Single by Robin Thicke

from the album Something Else
- Released: September 9, 2008
- Recorded: 2008
- Genre: R&B; soul; smooth jazz;
- Length: 3:55
- Label: Interscope; Star Trak;
- Songwriter: Robin Thicke
- Producer: Robin Thicke

Robin Thicke singles chronology
| "Magic" (2008) | "The Sweetest Love" (2008) | "Dreamworld" (2009) |

= The Sweetest Love =

"The Sweetest Love" is a song by American R&B singer Robin Thicke. The R&B ballad is the follow-up single to the moderately successful "Magic" and is the second official single from Something Else.

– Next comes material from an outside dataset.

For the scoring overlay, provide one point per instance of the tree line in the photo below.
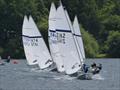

The song was released to radio on September 9, 2008.

==Charts==
The single charted on various amounts of Billboard charts in late November/early December 2008 and peaked at #20 on Billboard's Hot R&B/Hip-Hop Songs. While successful on many other Billboard R&B charts, "The Sweetest Love" has not been successful on many mainstream or pop charts. For example, the single has only peaked at #5 on Billboard's Bubbling Under Hot 100 Singles Chart, (which would actually be equivalent to #105 if the Hot 100 singles went beyond 100 positions).

===Chart positions===

| Chart (2008–09) | Peak position |
|---|---|
| U.S. Billboard Bubbling Under Hot 100 Singles | 5 |
| U.S. Billboard Hot R&B/Hip-Hop Songs | 20 |
| U.S. Billboard Mainstream R&B/Hip-Hop | 35 |
| U.S. Billboard Adult R&B Songs | 2 |
| U.S. Billboard R&B/Hip-Hop Airplay | 20 |
| U.S. Billboard Hot 100 Airplay | 75 |

===Year-end charts===

| Chart (2009) | Position |
|---|---|
| US Hot R&B/Hip-Hop Songs (Billboard) | 72 |

==Music video==
The music video premiered on Yahoo! Music on November 13 and later was released on MTV's TRL. It shows Thicke playing the piano, and at bed with model Jessica White. It was directed by fashion photographer Marc Baptiste.